Information about the current selection can be found, even before/after using the selection tools. In Gimp 2.10, this data is exposed using the pdb.gimp_selection_bounds()
function, which can be run from the Python Console (Filters/Python-Fu/Console):
>>> [pdb.gimp_selection_bounds(img) for img in gimp.image_list()]
[(1, 124, 180, 310, 257)]
The 1
here indicates that the selection is not empty, the 124
and 180
show the x and y starting points for the selection, and the 310
and 257
show the x and y ending points for the selection. Note that no matter how complex your selection is, you will still only get back information for a single rectangle encompassing all components of the selection. If you feather a selection, the dimensions will expand to cover even the slightest % selected pixels. There will be more than one entry in the list if you have more than one image open.
>>> pdb.gimp_selection_bounds(gimp.image_list()[0])
(1, 98, 130, 254, 216)
If you know what index the image you care about is in the gimp image list, you can pick it out directly so you don't have to sift through the others.

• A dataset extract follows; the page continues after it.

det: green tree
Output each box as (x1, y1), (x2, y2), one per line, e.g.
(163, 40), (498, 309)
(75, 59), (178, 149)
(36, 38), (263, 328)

>>> bounds = [pdb.gimp_selection_bounds(img) for img in gimp.image_list()]
>>> [(bool(b[0]), b[3] - b[1], b[4] - b[2]) for b in bounds]
[(False, 1920, 1080)]
With a little extra work, we can calculate the size of the selection based on the bounds we get back. Here we see that there is no selection; the dimensions of the image are shown instead.
>>> bounds = [pdb.gimp_selection_bounds(img) for img in gimp.image_list()]
>>> [(bool(b[0]), b[3] - b[1], b[4] - b[2]) for b in bounds]
[(True, 186, 77)]
Here we see that there is a selection, and the width and height of the current selection are calculated.
All of this can also be run from the Script-Fu console, but the code will look a little different. For more frequent use, I would recommend creating a plugin to pop up an info box and assigning a keyboard shortcut, but that's a solution I'll leave to the reader.